Читаем «Непредсказуемый» Бродский (из цикла «Laterna Magica») полностью

Я пришла к нему тогда с хлебом и баночкой икры в ответ на его просьбу принести «чего-нибудь пожрать». Он был проездом в Сан-Франциско, остановился в гостинице с видом на водичку. Накануне мы виделись на его поэтическом чтении в Пало-Альто, а на следующий день он почувствовал себя «хреново» и воспользовался правом многолетней дружбы. Судя по надписи на подаренной мне в тот визит «Урании», это было в 1989 году.

– И что же это за третье начало? – спросила я.

– НачаГо это, – сказал Иосиф, произнося “Л” на манер фрикативного “Г”, – есть творческий процесс в чеГовеке.

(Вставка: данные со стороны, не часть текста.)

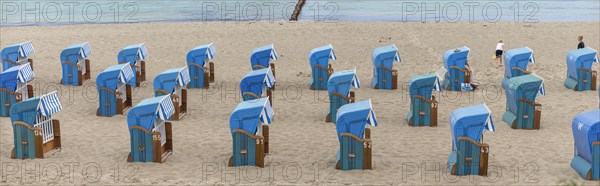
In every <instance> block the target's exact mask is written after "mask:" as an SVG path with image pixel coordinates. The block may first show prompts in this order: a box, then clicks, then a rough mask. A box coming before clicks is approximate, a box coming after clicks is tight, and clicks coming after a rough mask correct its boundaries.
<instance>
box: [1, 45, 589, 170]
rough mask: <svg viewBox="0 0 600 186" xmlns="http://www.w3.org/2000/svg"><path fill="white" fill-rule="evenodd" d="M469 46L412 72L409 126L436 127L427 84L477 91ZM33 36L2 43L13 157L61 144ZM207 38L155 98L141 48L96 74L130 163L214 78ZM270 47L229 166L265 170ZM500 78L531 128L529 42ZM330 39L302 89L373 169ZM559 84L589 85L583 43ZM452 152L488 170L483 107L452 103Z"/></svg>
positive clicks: (578, 166)
mask: <svg viewBox="0 0 600 186" xmlns="http://www.w3.org/2000/svg"><path fill="white" fill-rule="evenodd" d="M469 53H470V49H469V48H468V47H459V48H455V49H450V50H448V51H446V52H445V53H444V55H443V66H442V68H441V69H440V70H438V71H436V72H431V73H427V74H420V75H416V76H413V77H412V78H411V79H410V83H409V84H410V87H409V93H410V98H411V106H410V111H409V113H408V114H407V117H406V119H407V123H408V124H409V125H410V126H430V127H435V126H437V123H438V120H437V110H438V106H439V105H438V102H437V100H436V99H435V96H434V95H433V91H434V90H437V91H442V90H448V91H471V90H474V89H475V88H477V84H476V83H474V82H473V80H472V79H473V78H472V77H473V74H472V69H470V67H469V65H468V56H469ZM33 54H34V49H33V45H32V43H31V42H26V43H22V44H17V45H12V46H8V47H5V48H4V49H2V55H1V57H2V70H3V71H2V73H0V77H2V78H1V80H0V90H1V91H0V96H1V97H0V101H1V103H2V108H0V113H1V114H2V116H10V117H11V121H12V124H13V129H14V134H15V135H14V139H15V148H14V149H13V151H12V157H13V158H18V159H25V158H43V157H45V156H47V155H49V154H52V153H54V152H56V151H58V150H60V148H61V142H60V124H59V121H58V120H56V119H54V118H53V117H52V115H53V113H56V112H58V111H60V110H61V109H62V107H61V104H60V101H59V99H58V96H57V94H56V92H51V93H49V94H44V95H42V96H37V97H34V93H33V87H32V86H31V85H28V82H30V81H32V80H33V78H34V77H35V74H34V72H33V60H32V59H31V56H32V55H33ZM90 54H91V46H90V45H89V43H80V44H74V45H71V46H69V47H67V48H66V49H65V50H63V51H62V52H61V57H60V59H61V65H62V69H63V71H62V80H61V84H64V85H75V86H78V85H82V84H83V81H84V80H87V79H90V78H91V73H90V72H91V70H90V60H89V56H90ZM215 54H216V49H215V47H214V45H212V44H208V45H202V46H198V47H196V48H194V49H192V50H190V52H189V53H188V55H187V56H186V58H187V66H185V67H181V68H174V69H169V70H166V71H164V72H162V73H160V74H158V75H157V76H156V77H155V78H154V82H153V87H154V93H155V97H154V98H148V99H145V100H143V101H141V102H140V103H138V104H137V105H135V106H133V103H132V98H131V89H132V87H138V86H141V85H143V84H144V83H145V81H146V69H145V68H146V64H145V59H146V58H147V55H148V50H147V49H146V47H145V45H144V44H143V43H142V44H136V45H130V46H127V47H125V48H124V49H123V50H121V51H120V52H119V53H118V60H117V64H116V65H113V66H110V67H108V68H107V69H105V70H104V71H102V72H101V73H100V74H98V76H97V78H96V85H97V88H98V94H99V107H98V110H97V115H98V116H105V117H110V116H114V115H116V114H125V113H126V114H127V123H128V128H129V131H130V135H131V153H130V155H129V156H128V158H127V160H128V161H130V162H163V161H165V160H166V159H167V157H168V156H169V155H170V154H172V151H173V146H172V139H173V137H172V135H173V134H172V125H171V122H170V121H175V120H180V119H181V118H182V117H183V116H184V115H185V114H186V112H187V97H188V96H187V88H209V86H210V83H211V82H214V80H215V74H214V68H215V67H214V62H212V61H211V60H212V59H213V58H214V56H215ZM277 57H278V56H277V53H276V52H275V49H274V48H273V45H267V46H263V47H259V48H257V49H254V50H253V51H252V54H251V57H250V61H251V69H252V70H251V71H250V72H248V73H247V74H246V75H245V76H244V77H243V78H242V80H240V91H241V92H240V93H241V95H242V98H243V101H242V102H241V103H239V105H238V106H237V107H236V108H235V110H234V111H233V112H232V114H231V116H230V129H231V135H232V138H233V144H232V157H231V158H230V160H229V165H230V166H259V167H263V166H264V164H265V162H264V157H265V156H266V154H268V153H269V127H268V126H269V124H270V123H271V122H272V119H273V116H274V112H273V107H272V106H273V91H274V89H275V82H276V81H275V65H274V63H272V60H277ZM504 58H505V60H504V63H505V64H504V67H505V75H504V79H503V81H502V87H503V88H504V90H505V91H506V97H507V102H506V112H505V113H504V114H503V116H502V120H503V121H505V122H506V123H507V124H508V125H509V126H510V127H511V128H515V129H539V128H540V118H541V110H542V106H541V104H540V103H538V102H537V101H536V97H537V95H538V94H542V95H544V94H545V90H544V86H543V83H544V79H543V78H541V77H539V76H538V75H536V74H535V73H532V72H531V71H528V70H527V66H528V64H529V63H535V58H534V55H533V51H532V50H531V49H529V48H527V47H523V48H517V49H512V50H509V51H507V52H506V54H505V56H504ZM336 59H337V57H336V55H335V53H334V50H333V46H332V45H326V46H322V47H318V48H315V49H313V50H312V51H311V52H310V54H309V64H310V67H311V69H312V81H311V84H310V89H312V90H327V91H328V95H329V99H330V103H329V104H330V109H329V111H328V113H327V114H326V115H325V121H326V122H331V123H335V124H336V130H337V135H338V140H339V143H340V149H339V150H338V153H337V155H336V159H337V160H336V168H338V169H342V170H351V169H371V167H372V166H371V159H372V158H371V146H372V144H371V140H370V136H371V129H370V128H369V127H367V126H369V125H371V126H377V121H376V115H375V112H374V111H373V108H372V105H371V102H370V100H364V101H358V102H357V101H356V95H355V93H354V91H352V90H351V89H352V87H354V88H360V80H359V78H358V75H357V73H356V69H351V70H342V71H334V69H333V67H332V65H331V64H330V61H331V60H336ZM372 60H373V77H372V79H371V81H370V82H371V87H372V88H374V89H389V90H393V89H397V84H398V71H397V70H395V69H394V67H393V66H394V63H395V62H400V61H401V59H400V53H399V52H398V49H397V48H396V46H394V45H389V46H384V47H381V48H377V49H374V50H373V53H372ZM566 61H567V67H568V70H567V76H568V77H567V78H566V80H565V82H564V85H565V87H567V88H569V89H572V90H575V91H584V90H596V87H597V84H596V79H597V77H596V76H597V73H596V72H595V71H593V70H592V68H591V67H592V64H594V63H597V62H598V58H597V52H596V51H595V50H594V49H591V48H584V49H578V50H573V51H570V52H569V53H568V54H567V58H566ZM599 117H600V110H595V111H590V112H586V113H583V114H581V115H578V116H577V117H575V119H574V121H573V135H574V138H575V142H576V143H575V147H576V148H575V158H574V159H573V161H572V163H571V166H572V167H573V168H574V169H575V170H576V171H577V172H578V173H579V174H580V175H581V176H582V177H584V178H586V179H600V118H599ZM450 126H451V131H452V139H453V140H452V152H451V154H450V155H449V157H448V168H449V170H450V171H451V172H452V174H456V175H470V174H473V175H486V174H487V164H488V162H487V161H488V156H489V154H488V153H489V146H488V145H487V144H485V143H483V132H484V131H485V130H488V131H494V130H495V129H494V126H493V121H492V117H491V112H490V110H489V108H487V106H486V105H485V104H481V105H475V106H468V107H464V108H459V109H456V110H454V111H453V112H452V113H451V117H450Z"/></svg>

– То есть творческий процесс плюс сублимация в сумме дают творческий процесс. Я правильно тебя поняла?

Не думаю, чтобы Иосифа интересовала моя логика. Ведь за его спиной стоял авторитет Ахматовой, а это значило, что так говорить правильно. Вообще из всех связей, соединений, аналогий Бродский предпочитал случайные. Точным датам он предпочитал дни недели (понедельник, суббота, среда), числам придавал мистический смысл. В голову приходит его диалог с Валентиной Полухиной.

«В. П. – В Вашем стихотворении “Полдень в комнате(1978), которое состоит из 16 частей, цифры играют какую-то особую роль:

Воздух, в котором ни встать, ни сесть,Ни, тем более, лечь,Воспринимает “четыре”, “шесть”,“Восемь”, лучше, чем речь.[236]

И. Б. Ну, воздух проще, кратней, делится на два, т. е. удобоваримей, т. е. элементарней. Тут очень простая логика. Она дальше в стихотворении развивается. Я даже помню, как это дальше. Воздух неописуем, т. е. неописываемый; воздух не предмет литературы; можно сказать, он чистый, замечательный и т. д., но он в общем неоцениваем. И 2–4 – 6 – это такие нормальные, близкие, кратные цифры. Обратим внимание, 16-я песнь “Инферно” делится на два».[237]

Хотелось бы думать, что под «простой логикой», тем более такой, которую автор намерен «развивать в стихотворении» (а Бродский обещает Валентине Полухиной именно это), имеется в виду простая аргументация, которой предшествует простая идея. Но какую простую идею Бродский подрядился пояснить своему интервьюеру? «Воздух проще, кратней, делится на два, т. е. удобоваримей, т. е. элементарней», – говорит он. И хотя Валентина Полухина, кажется, удовлетворилась этой простой идеей, мне она показалась не простой и достаточно абсурдной. А пояснение к пояснению, которое, возможно, и не лишено простоты, а именно, что воздух «неописуем» и «не принадлежит литературе», трудно принять, памятуя о Тютчеве, Фете и, конечно же, Мандельштаме.

Мандельштам, например, уже описал «ворованный воздух» в прозе и бесконечно часто описывал в стихах: «Тонкий воздух кожи, синие прожилки…»; «Воздух твой граненый. В спальне тают горы…», «Шапку воздуха, что томит…»; «Воздух дрожит от сравнений», «Воздух пасмурный, влажен и гулок»; «Отравлен хлеб и воздух выпит», «Что за воздух у него в надлобье»; и т. д.

Вообще-то пояснение смысла художественного произведения вряд ли правомерно. Произведение искусства только тогда бывает подлинным, когда оно что-то «недоговаривает», а сознание автора есть сознание, «творящее лишь видимость, набрасывающее покрывало образов на то, что лишено разумного основания. Будь мир прозрачен, не было бы и искусства», – пишет Камю. Скажем, могло ли прийти в голову Мандельштаму пояснить причину того, почему он указал номер трамвая в своем шуточном стихе?

Не унывай,Садись в трамвай,Такой пустой,Такой восьмой…[238]

Да и что означает такое пояснение, если не попытку свести свои наблюдения к какому-то высшему принципу, т. е. к абстракции. Конечно, пояснение может относиться лишь к способу мышления. А способ мышления может быть связан со способностью взглянуть на мир по-новому, научиться заново ходить, направлять внимание на каждый предмет, т. е. так управлять собственным сознанием, чтобы каждая идея и каждый образ оказывались «в привилегированном положении, т. е. в высшей степени осознанными». Так понимает абсурдное мышление Камю, строя его по модели феноменологического мышления.